I've also finally processed many of our blackberries. At last I have some homegrown fruit to show for my efforts! The blackberry canes were excellent producers this year despite the fact that I have reason to believe we've been inadvertently feeding a skunk (or family of skunks) with them. We knew these critters were living on our block because of both first- and secondhand accounts. When I'd pick berries, the skunky scent was particularly intense around the bushes. And my sleuthing brought me to a black and white hair pasted to a ripe berry with a slight nibble out of it over the weekend. At least I got most of the harvest before they did.
Blackberry Maple Compote
Makes about 1 1/2 c.
2 c. blackberries, coarsely chopped
2 T. maple syrup
2 T. maple sugar or sucanat
1 t. fresh ginger juice
1 1/2 t. lemon juice
Tiny pinch of fine-grain sea salt (for balance)
Combine one-third of the berries along with the maple syrup and sugar in a small saucepan over medium heat. Gently simmer for 3 min. Drain the syrup through a strainer into a bowl, pressing on the berry solids to extract as much juice as possible. Discard solids and combine with syrup with remaining uncooked berries. Stir in the ginger juice, lemon juice, and salt. Taste and adjust with more lemon juice or ginger juice, if needed. The compote will keep for up to 1 week in the refrigerator. Note: I went ahead and froze it in a freezer-quality Mason jar allowing enough headspace for expansion during freezing.)
Also trying to use more of the edible flowers I've grown. Already posted about the nasturtiums I recently preserved. This time I was trying to get creative with borage, a cucumber-flavored purple flower. I may be stretching the definition of "pesto," but came up with what I thought would work as a lovely addition to baked or grilled fish--at least that was my initial taste instinct as I sampled the final product.

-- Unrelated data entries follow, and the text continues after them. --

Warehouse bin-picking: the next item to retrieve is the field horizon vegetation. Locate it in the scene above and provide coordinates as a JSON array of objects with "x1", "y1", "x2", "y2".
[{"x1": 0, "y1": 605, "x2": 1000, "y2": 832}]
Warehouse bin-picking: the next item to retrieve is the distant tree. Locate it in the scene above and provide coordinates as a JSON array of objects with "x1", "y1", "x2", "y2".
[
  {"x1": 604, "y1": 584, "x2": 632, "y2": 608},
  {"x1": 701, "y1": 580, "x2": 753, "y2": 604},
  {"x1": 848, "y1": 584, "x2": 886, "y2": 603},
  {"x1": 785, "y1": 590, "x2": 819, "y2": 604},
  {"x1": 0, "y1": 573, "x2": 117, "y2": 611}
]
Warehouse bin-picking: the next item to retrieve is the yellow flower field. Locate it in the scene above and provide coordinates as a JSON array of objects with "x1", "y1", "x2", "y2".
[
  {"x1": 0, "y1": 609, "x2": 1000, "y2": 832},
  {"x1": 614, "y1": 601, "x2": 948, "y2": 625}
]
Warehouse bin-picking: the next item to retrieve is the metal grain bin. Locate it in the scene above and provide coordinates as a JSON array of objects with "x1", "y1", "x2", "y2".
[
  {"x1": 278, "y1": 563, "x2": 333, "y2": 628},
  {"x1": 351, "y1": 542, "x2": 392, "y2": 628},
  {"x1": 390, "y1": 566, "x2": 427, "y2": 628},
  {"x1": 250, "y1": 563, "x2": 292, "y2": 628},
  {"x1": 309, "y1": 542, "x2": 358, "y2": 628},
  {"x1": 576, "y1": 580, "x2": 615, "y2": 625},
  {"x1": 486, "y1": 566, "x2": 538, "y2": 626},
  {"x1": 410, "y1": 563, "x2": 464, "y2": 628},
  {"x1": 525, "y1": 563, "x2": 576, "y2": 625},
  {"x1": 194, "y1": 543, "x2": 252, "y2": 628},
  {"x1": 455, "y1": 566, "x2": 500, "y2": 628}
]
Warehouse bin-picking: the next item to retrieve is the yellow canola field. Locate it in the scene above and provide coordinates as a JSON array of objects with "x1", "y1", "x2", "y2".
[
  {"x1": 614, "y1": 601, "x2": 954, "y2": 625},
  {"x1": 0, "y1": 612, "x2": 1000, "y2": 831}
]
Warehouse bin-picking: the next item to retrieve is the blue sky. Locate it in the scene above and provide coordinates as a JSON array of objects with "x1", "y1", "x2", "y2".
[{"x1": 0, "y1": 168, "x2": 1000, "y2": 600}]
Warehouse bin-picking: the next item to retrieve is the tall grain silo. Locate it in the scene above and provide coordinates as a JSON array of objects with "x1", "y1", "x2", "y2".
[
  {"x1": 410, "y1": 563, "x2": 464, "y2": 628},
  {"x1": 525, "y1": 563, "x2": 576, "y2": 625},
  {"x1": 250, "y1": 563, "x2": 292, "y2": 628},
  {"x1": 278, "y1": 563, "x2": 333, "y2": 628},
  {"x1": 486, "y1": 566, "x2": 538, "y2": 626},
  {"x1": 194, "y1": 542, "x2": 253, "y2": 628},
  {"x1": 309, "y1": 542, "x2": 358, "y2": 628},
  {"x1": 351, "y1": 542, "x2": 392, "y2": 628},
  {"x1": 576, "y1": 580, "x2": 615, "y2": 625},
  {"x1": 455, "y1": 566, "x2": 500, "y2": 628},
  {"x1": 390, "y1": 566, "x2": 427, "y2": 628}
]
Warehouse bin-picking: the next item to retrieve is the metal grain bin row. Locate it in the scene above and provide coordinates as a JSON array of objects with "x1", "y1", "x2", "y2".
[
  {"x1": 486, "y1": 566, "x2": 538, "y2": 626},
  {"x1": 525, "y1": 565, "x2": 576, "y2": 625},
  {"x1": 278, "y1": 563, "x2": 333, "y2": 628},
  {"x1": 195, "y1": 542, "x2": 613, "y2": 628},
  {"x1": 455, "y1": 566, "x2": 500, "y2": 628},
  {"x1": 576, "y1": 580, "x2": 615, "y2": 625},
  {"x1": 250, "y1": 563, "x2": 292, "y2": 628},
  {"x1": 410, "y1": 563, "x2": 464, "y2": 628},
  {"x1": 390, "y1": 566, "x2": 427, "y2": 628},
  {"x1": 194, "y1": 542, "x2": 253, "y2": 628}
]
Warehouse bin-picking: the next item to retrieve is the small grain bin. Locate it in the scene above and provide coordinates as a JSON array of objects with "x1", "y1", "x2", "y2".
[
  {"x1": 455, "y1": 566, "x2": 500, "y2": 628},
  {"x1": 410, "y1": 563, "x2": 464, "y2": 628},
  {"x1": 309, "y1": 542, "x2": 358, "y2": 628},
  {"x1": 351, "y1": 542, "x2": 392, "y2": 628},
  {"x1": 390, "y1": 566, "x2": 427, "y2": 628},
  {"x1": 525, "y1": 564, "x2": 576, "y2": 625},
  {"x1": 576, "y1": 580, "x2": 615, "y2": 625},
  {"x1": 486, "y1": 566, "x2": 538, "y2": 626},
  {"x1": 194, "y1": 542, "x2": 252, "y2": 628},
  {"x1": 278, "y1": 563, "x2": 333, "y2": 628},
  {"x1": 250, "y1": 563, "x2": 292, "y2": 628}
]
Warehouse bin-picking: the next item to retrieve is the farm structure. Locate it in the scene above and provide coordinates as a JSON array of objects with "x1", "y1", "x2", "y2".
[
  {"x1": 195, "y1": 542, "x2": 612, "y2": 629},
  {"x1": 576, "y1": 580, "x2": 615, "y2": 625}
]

Makes about 8-1/4 oz. servings
Freeze this pesto in small portions if you wish.
2 cucumbers, peeled and seeded
about 1/4 c. salt
1 clove garlic, chopped
Couple handfuls of borage leaves and flowers
2 T. pine nuts
1 T. nutritional yeast
1 T. sesame seeds
Slice cucumbers about 1/4-inch or thinner and place them in a strainer. Sprinkle with salt and toss. Let strainer sit over a bowl for 2-3 hours so that liquid will drain from the cukes. Discard liquid (or save for another use...though keep in mind it's very salty!), squeeze cukes to remove additional liquid. Put all ingredients in a food processor and pulse until combined, but still slightly coarse. Portion and freeze or use immediately.
|"Pesto" ready to freeze|
|Cooked Quinoa (L), Millet (R)|
2 c. water
1 c. quinoa, rinsed
1 c. millet
1 1/2 c. chopped tomatoes
1 1/2 c. chopped cucumber
1/3 c. chopped fresh parsley
1/4 c. chopped fresh mint
1/4 c. chopped scallions (green and white parts) or chopped chives
3 T. flaxseed oil (or olive oil)
2 T. fresh lemon juice
1/2 t. salt, or to taste
1/4 t. pepper, or to taste
In a saucepan, bring the water to boil. Add quinoa and millet and return to a boil. Reduce heat and simmer, covered, 20 min., or until liquid is absorbed. Let cool on a shallow sheet tray. In a large bowl, toss grains, tomatoes, cucumbers, herbs, scallions until combined. In a small bowl, stir together oil, lemon juice, vinegar, salt, pepper. Pour over salad, toss to combine.
What else is coming down the pipe? Just harvested my carrots the other night and am preparing to make pickled carrot spears. Stay tuned.
Planted fewer this year, but still harvested about 8 lbs. of roots for Bugs.